ICICI Bank, HDFC Bank, and Kotak Mahindra Bank didn’t comment for this story. RBI spokesperson couldn’t be reached.
“Ban is at the retail level — where the retail customer is worried that if I send money to crypto exchange my account will be blocked — and at the institutional level where exchanges themselves keep having their accounts blocked. Retail customers have received emails from banks for shutting down their crypto-related accounts. This will hurt new players more because if the bank account gets shut, it is a huge challenge for customers. On the whole, it has created an environment of uncertainty. It is extremely bad to have an industry that doesn’t have bank accounts. Customers cannot trade when they want to. However, crypto being a global phenomenon, this should not have a real impact,” Ajeet Khurana, Venture Partner and Global Expert at Blockchain Founders Fund told Financial Express Online.
This, however, also means that new buyers will not be able to enter the system and it might affect new buying of cryptocurrency. Banks’ decision to disengage with Indian exchanges had coincided with China reportedly banning its financial institutions and payment companies from supporting cryptos. “Maybe we are trying to copy the Chinese but in China, at least there was some official directive unlike in India. The situation here also suggests that crypto price may be affected to some extent as I believe Indians contribute almost 10 per cent of the crypto market globally. Overall liquidity will get affected as new buyers are not entering the ecosystem. This means whom will you sell crypto to. And if there are no new buyers then selling will also be a problem.
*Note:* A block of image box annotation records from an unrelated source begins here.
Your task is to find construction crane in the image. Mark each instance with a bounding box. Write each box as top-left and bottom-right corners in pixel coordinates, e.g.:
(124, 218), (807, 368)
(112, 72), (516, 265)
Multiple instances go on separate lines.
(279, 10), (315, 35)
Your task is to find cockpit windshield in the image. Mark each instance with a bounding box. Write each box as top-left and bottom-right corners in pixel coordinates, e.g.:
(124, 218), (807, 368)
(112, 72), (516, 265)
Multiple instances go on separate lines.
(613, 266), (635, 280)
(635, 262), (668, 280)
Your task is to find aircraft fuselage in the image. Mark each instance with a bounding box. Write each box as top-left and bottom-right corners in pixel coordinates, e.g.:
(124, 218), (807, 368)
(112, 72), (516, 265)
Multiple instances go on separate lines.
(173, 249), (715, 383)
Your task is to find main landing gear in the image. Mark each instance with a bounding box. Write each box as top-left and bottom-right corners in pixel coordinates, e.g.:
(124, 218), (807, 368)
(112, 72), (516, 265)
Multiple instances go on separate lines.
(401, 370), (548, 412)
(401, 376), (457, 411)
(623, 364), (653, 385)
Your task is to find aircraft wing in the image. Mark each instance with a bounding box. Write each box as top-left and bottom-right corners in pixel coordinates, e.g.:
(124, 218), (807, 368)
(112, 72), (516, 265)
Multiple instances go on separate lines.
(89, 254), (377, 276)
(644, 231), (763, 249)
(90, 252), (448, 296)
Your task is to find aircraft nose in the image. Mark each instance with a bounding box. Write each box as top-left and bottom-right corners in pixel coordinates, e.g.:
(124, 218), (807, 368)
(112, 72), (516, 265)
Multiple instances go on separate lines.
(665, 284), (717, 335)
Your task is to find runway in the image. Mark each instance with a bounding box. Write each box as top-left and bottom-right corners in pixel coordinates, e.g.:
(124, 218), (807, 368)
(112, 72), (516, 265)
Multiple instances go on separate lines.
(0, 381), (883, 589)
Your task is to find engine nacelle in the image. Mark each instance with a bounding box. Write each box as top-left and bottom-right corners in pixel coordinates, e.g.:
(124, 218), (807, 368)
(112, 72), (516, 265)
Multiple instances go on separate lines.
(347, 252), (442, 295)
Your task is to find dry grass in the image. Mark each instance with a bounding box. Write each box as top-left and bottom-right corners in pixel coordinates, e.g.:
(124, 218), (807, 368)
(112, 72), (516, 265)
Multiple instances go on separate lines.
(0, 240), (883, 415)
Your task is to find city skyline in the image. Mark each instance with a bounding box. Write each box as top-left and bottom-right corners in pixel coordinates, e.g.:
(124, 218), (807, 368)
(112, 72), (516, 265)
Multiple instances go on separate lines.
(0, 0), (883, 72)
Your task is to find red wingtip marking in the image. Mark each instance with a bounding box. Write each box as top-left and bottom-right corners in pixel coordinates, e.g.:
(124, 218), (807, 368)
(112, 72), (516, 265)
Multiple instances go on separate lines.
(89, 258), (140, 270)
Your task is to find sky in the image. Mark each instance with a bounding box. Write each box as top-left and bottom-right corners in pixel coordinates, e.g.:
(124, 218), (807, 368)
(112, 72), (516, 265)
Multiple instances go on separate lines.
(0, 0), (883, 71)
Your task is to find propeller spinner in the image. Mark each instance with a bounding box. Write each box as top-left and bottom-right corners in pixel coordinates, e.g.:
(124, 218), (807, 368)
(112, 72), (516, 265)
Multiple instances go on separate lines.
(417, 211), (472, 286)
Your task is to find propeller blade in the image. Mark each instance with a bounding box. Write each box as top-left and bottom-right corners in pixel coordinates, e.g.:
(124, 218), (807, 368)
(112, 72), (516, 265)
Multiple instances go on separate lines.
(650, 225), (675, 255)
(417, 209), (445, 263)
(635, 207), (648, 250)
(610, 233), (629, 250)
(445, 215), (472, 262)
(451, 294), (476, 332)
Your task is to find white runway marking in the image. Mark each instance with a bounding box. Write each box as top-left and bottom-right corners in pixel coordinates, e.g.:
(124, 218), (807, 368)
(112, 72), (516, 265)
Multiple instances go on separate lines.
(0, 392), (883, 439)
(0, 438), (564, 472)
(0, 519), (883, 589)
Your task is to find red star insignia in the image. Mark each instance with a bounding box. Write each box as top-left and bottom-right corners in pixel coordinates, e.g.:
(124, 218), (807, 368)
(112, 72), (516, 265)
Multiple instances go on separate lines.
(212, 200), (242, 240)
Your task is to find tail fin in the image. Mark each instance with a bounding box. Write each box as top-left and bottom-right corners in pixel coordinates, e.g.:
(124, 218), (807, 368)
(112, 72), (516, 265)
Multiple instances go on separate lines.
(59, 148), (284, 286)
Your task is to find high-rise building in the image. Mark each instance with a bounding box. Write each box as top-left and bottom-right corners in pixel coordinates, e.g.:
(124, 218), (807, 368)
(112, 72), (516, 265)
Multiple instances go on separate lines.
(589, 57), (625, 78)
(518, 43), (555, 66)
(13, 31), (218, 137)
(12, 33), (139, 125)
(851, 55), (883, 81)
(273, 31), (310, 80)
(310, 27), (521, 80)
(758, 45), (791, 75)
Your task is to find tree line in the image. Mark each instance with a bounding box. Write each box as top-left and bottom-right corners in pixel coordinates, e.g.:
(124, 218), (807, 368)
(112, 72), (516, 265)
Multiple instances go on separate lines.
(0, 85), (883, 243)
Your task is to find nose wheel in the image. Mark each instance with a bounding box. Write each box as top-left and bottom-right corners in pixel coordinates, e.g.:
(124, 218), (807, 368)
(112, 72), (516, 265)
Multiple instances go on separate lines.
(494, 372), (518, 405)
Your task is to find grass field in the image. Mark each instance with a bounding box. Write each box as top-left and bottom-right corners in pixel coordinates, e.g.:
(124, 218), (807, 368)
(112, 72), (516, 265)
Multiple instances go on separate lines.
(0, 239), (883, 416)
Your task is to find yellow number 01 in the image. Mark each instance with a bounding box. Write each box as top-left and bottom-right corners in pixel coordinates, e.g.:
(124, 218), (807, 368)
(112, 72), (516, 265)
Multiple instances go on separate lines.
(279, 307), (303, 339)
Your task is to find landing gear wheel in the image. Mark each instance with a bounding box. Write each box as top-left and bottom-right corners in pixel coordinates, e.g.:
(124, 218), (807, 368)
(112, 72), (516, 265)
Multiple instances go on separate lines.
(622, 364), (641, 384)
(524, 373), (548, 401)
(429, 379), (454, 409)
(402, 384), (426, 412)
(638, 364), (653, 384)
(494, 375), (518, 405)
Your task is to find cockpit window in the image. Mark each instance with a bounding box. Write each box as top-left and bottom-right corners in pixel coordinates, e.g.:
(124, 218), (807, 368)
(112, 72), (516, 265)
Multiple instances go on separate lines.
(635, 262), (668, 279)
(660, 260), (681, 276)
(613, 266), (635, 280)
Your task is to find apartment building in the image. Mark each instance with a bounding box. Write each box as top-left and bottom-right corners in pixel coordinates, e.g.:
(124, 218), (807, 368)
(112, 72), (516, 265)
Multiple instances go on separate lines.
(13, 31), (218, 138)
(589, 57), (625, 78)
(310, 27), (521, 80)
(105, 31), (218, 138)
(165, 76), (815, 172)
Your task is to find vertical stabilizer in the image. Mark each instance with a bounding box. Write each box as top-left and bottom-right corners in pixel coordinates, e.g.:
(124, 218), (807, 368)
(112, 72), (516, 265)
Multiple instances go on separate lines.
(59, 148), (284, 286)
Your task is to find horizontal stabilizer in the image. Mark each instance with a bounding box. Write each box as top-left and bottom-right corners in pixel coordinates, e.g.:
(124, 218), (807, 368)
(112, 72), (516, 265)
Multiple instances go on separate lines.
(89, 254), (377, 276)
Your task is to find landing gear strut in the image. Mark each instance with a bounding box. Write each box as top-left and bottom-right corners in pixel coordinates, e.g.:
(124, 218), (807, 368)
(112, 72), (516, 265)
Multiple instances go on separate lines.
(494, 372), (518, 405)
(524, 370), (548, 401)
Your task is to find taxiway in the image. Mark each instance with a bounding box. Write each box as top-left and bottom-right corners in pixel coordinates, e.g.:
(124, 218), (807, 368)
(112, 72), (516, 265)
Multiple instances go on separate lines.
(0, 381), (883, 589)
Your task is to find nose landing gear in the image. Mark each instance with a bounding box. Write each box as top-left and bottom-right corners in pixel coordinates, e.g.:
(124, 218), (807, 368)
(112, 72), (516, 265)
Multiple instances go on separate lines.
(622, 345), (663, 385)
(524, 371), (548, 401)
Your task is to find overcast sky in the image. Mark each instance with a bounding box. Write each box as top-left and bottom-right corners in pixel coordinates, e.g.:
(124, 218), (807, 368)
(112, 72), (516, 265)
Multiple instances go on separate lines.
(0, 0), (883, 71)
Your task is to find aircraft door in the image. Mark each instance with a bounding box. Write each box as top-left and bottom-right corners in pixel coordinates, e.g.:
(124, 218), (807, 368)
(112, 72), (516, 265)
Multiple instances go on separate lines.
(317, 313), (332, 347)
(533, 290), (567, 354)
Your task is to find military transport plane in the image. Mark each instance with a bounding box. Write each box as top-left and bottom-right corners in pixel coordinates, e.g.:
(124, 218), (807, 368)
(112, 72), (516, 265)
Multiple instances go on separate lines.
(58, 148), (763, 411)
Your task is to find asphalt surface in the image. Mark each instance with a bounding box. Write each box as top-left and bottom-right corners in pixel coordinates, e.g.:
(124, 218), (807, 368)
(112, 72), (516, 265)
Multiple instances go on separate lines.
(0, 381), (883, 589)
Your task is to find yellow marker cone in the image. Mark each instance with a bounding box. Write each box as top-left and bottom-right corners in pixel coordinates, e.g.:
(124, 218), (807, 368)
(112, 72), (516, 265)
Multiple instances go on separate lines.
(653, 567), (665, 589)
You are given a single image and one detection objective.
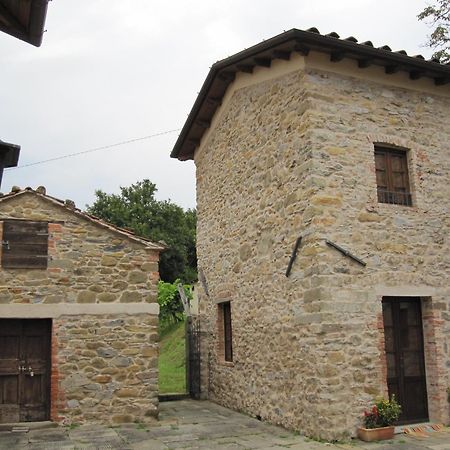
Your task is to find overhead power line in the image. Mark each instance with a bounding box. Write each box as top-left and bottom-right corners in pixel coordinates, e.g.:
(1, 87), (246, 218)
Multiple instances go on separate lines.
(6, 128), (180, 170)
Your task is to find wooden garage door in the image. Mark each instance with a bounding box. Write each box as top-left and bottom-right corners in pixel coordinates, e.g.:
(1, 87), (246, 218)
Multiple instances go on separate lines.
(383, 297), (428, 423)
(0, 319), (51, 423)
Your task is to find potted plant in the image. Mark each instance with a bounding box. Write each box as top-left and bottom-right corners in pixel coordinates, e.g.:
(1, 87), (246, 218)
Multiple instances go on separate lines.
(358, 395), (402, 441)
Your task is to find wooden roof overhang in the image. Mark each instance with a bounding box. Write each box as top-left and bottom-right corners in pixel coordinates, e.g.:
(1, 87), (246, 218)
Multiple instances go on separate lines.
(170, 28), (450, 161)
(0, 0), (49, 47)
(0, 140), (20, 169)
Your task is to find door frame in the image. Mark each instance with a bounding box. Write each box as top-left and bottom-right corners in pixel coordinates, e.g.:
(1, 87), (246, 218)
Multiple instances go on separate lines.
(0, 316), (53, 423)
(382, 296), (429, 425)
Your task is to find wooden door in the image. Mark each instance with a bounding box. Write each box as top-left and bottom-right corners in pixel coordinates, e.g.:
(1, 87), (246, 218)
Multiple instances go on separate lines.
(383, 297), (428, 423)
(0, 319), (51, 423)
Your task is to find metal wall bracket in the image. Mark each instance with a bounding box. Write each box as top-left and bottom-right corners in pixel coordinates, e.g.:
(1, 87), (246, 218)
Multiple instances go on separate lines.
(325, 239), (367, 266)
(286, 236), (302, 277)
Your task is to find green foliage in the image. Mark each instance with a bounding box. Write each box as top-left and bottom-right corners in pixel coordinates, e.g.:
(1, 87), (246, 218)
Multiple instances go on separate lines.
(159, 322), (186, 394)
(417, 0), (450, 63)
(87, 180), (197, 283)
(158, 280), (192, 334)
(364, 395), (402, 428)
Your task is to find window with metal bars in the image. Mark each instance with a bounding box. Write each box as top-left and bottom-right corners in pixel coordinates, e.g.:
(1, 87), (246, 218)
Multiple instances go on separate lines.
(1, 220), (48, 269)
(219, 302), (233, 362)
(375, 145), (412, 206)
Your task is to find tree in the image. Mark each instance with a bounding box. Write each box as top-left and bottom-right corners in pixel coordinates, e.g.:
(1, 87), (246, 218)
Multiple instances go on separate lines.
(87, 180), (197, 283)
(417, 0), (450, 63)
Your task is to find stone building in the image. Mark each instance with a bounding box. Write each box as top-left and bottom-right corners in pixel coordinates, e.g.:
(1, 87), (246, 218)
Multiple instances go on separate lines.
(172, 29), (450, 440)
(0, 187), (163, 424)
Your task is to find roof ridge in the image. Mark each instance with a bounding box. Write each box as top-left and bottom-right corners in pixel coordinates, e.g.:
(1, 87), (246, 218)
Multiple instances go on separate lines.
(0, 187), (167, 251)
(170, 28), (450, 160)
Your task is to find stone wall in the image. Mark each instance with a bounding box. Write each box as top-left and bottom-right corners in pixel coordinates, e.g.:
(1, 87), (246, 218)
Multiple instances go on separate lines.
(51, 314), (158, 424)
(195, 59), (450, 439)
(0, 192), (159, 424)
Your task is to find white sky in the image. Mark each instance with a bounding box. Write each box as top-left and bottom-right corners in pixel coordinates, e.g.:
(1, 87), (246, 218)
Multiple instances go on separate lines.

If this gets over in a week or two, then it is okay,” Atul Chatur, Co-founder, Antilles Cryptocurrency Ecosystem (ACE-X) told Financial Express Online.
While the alleged move by RBI appears in contrast to the government’s likely effort to regulate cryptocurrencies, Governor Shaktikanta Das had earlier maintained that there is no difference of opinion between the central bank and the government over cryptos. “I do not think there is any difference of opinion between the RBI and the Central government on cryptocurrencies,” Das had said at the Times Network’s India Economic Conclave in March this year. Meanwhile, the government had already indicated its intent to regulate cryptos. In what had possibly marked the first move by the government to do so, the Corporate Affairs Ministry had made it mandatory in March for companies dealing with virtual currencies to disclose profit or loss incurred on crypto transactions and the amount of cryptos they hold in their balance sheets.
The government had also said that crypto gains are taxable as income and GST is applicable on services by crypto exchanges. “Irrespective of the nature of business, the total income for taxation shall include all income from whatever source derived…the gains arising from the transfer of cryptocurrencies/assets is liable to tax under a head of income,” Minister of State for Finance Ministry Anurag Singh Thakur had said in response to a question in the Rajya Sabha in March.